The vulnerability manifests in the memory management functions when processing token sequences. By supplying a negative n_discard value, the attacker causes the range parameters passed to llama_memory_seq_rm and llama_memory_seq_add to become inverted, and the offset calculation produces a negative value. This results in writes to memory addresses before the intended buffer, corrupting adjacent data structures. For technical details, refer to the GitHub Security Advisory.

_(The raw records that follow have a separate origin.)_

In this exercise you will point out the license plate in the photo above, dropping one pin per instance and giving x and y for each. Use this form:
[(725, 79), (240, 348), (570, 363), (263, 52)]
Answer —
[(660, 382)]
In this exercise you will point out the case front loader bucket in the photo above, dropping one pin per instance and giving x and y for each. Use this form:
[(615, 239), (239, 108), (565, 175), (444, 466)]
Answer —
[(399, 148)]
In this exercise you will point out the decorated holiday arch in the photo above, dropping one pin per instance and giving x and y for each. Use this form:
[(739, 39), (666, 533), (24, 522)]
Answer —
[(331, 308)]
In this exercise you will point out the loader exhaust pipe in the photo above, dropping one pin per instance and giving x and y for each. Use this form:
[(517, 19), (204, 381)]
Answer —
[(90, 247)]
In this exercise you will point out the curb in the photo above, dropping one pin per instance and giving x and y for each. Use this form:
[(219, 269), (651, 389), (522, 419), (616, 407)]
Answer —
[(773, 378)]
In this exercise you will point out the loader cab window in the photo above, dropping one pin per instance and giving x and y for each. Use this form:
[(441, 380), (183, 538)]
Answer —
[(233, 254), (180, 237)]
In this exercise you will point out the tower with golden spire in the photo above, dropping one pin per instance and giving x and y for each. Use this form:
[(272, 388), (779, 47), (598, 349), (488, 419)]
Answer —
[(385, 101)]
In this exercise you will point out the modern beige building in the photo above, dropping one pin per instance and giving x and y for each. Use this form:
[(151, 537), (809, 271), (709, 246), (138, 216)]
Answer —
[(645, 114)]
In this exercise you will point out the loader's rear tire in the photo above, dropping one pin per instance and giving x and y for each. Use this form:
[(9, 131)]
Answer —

Detection Methods for CVE-2026-21869
Indicators of Compromise
- Unexpected crashes or segmentation faults in llama.cpp server processes
- HTTP requests to completion endpoints containing negative integer values for n_discard
- Anomalous memory access patterns or core dumps from llama.cpp processes
- Error logs indicating memory corruption or invalid memory operations
Detection Strategies
- Implement web application firewall (WAF) rules to inspect JSON payloads for negative n_discard values
- Monitor llama.cpp server logs for unusual request patterns or processing errors
- Deploy application-level input validation to reject requests with negative parameter values
- Use runtime memory protection tools to detect out-of-bounds memory access attempts
Monitoring Recommendations
- Enable verbose logging on llama.cpp server instances to capture request parameters
- Implement network traffic analysis to identify suspicious patterns targeting completion endpoints
- Deploy crash monitoring and automated alerting for llama.cpp processes
- Conduct regular log reviews for requests containing unexpected parameter values
How to Mitigate CVE-2026-21869
Immediate Actions Required
- Restrict network access to llama.cpp server instances to trusted sources only
- Implement input validation at the network perimeter to reject negative n_discard values
- Consider temporarily disabling public access to completion endpoints until a patch is available
- Deploy network segmentation to isolate AI inference servers from critical infrastructure
Patch Information
There is no official fix available at the time of publication. Organizations should monitor the llama.cpp GitHub repository for security updates and apply patches immediately when released. The vulnerability affects commits 55d4206c8 and prior.
Workarounds
- Implement a reverse proxy or API gateway with input validation to sanitize n_discard parameters
- Use network-level access controls to limit which clients can reach the completion endpoints
- Deploy Web Application Firewall rules to block requests with negative integer values in JSON payloads
- Run llama.cpp server processes in sandboxed environments to limit the impact of potential exploitation
# Example nginx configuration to block negative n_discard values
# Add to server block protecting llama.cpp endpoint
location /completion {
# Reject requests containing negative n_discard
if ($request_body ~* "\"n_discard\"\s*:\s*-[0-9]+") {
return 400;
}
proxy_pass http://llama_backend;
}
Disclaimer: This content was generated using AI. While we strive for accuracy, please verify critical information with official sources.